V

Tomaron el colectivo 114 en Zelarrayán y Albariño y no se bajaron hasta cruzar el ferrocarril Sarmiento en avenida Segurola. Retrocedieron unos metros y se metieron por el espacio que había entre los muros de los edificios y las vías. Hacía calor. El sol del mediodía pegaba a pleno y, si bien el verano todavía no había llegado, ya se hacía sentir. Dientes y el Peque llevaban puestas las camisetas de Atlanta que Superchica les había hecho llegar. Martina llevaba una remera negra que decía en grande «Los Piojos» y en pequeño «Civilización». Tenía un dibujo extraño, como un rostro algo diabólico.

Caminaban arrastrando los pies o pateando el canto rodado. Las vías, como el cielo, estaban despejadas y los rieles brillaban con el reflejo de los rayos solares.

—No sé por qué usan la camiseta de Atlanta.

—Es regalo de Superchica.

—Ah, esa. A mí solamente me trajo unos bombones de chocolate.

—Vos no sos del superequipo, como tu papá y nosotros.

—Y a mí qué.

Caminaron unos metros más y se detuvieron para ponerse debajo de la sombra que proyectaban unos árboles.

—Bueno —dijo Martina suspirando profundo y como continuando una conversación vieja—, ¿cómo era al final?

Dientes y el Peque salieron de la sombra y se pararon sobre las vías.

—¿Ves? Así. Nos poníamos uno al lado del otro.

Se paraban como arqueros atentos antes de un tiro libre.

—Los dos a la misma altura. No se podía retroceder ni adelantar.

—Y el tren lo veías venir de lejos porque tiene una luz adelante.

—Un farol enorme.

—No, eran dos luces.

—Y había que aguantar.

—Lo más que pudieras. Sin cagarte en las patas.

—Después, cuando tenías el tren bien pero bien cerca, te tirabas para el costado. Así.

Y Dientes pegó un salto y se revolcó por el suelo. El Peque luego hizo lo mismo, pero cayó sobre los durmientes de la otra vía. Se levantaron y miraron a Martina como esperando su aprobación o su admiración.

—Una pavada.

—Vos lo decís porque no lo hiciste. Por algo nunca traían mujeres al salto.

—Era para hombres, nenita.

—Ah, justo ustedes. ¡Superchica, salvame, Superchica!

—Ese fue Dientes.

—Yo no grité así. Apareció sola cuando corría.

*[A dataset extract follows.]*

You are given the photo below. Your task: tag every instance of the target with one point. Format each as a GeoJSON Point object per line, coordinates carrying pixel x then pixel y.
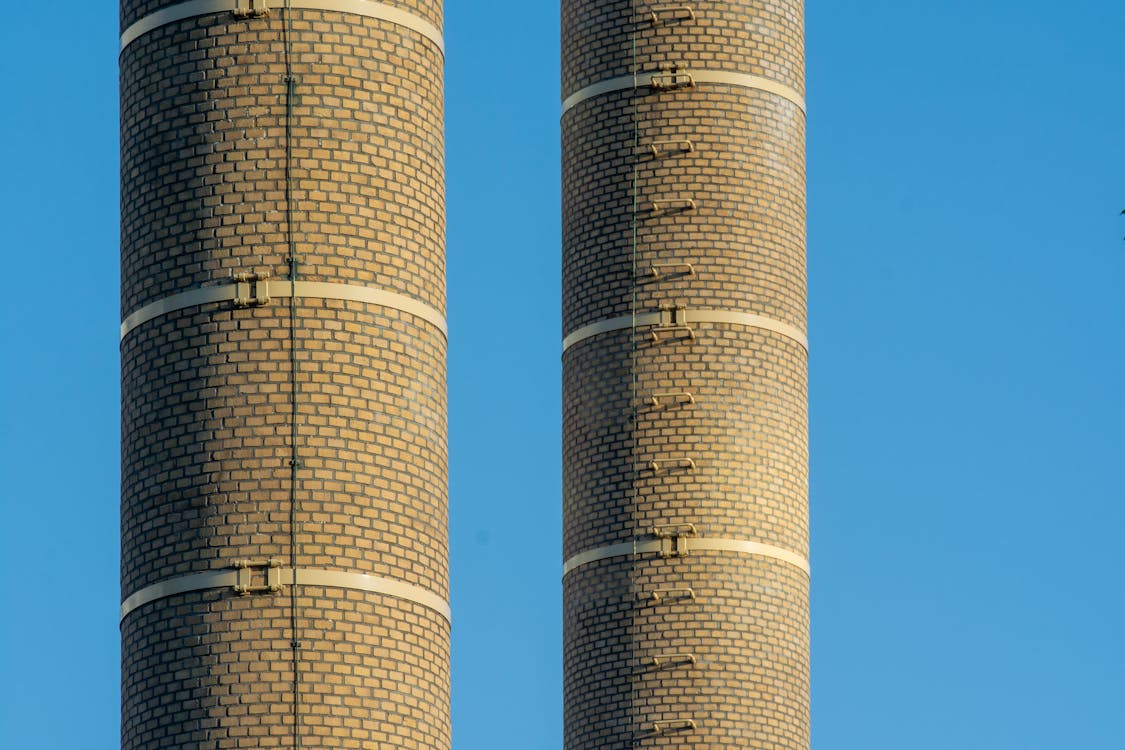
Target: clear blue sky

A lo lejos, en dirección a Plaza Miserere se veía un tren. Dientes y el Peque fueron hacia donde estaba Martina y se quedaron ahí. El tren se acercaba y los chicos lo miraban en silencio. Cuando llegó a la altura de ellos hizo un ruido atronador y el piso tembló debajo de los tres. Apenas podía verse la gente sentada mirando por las ventanillas de los vagones. La formación pasó completa levantando un viento cálido. Dientes agarró un canto rodado y lo revoleó lejos en dirección al tren. Después el Peque hizo lo mismo.

—Te gané. Lo tiré más lejos.

—¿Vamos? —dijo Martina.

Desanduvieron el camino de grava. El Peque jugaba en medio de las vías a no pisar los durmientes. Dientes y Martina no le prestaban atención. Llegaron al paso a nivel y doblaron hacia la derecha. Alguien vio de dónde venían y les gritó:

—No hay que meterse en las vías, es peligroso.

Dijeron que sí para que no les siguieran dando una lección y continuaron caminando. Por la calle Yerbal pasaban autos y la gente transitaba con el ritmo cansino típico de los mediodías calurosos.

—Tengo diez pesos —dijo Dientes sacando un billete arrugado del bolsillo—. Podemos comprar una Coca o tres helados de agua.

—Coca.

—Coca.

—¿Acá o volvemos?

—Volvamos a casa —dijo Martina.

Fueron hacia la parada del colectivo contando las monedas para el pasaje de vuelta. Dientes de un lado, el Peque del otro y Martina en el medio. Arrastraban los pies y miraban la ciudad y a la gente con indiferencia.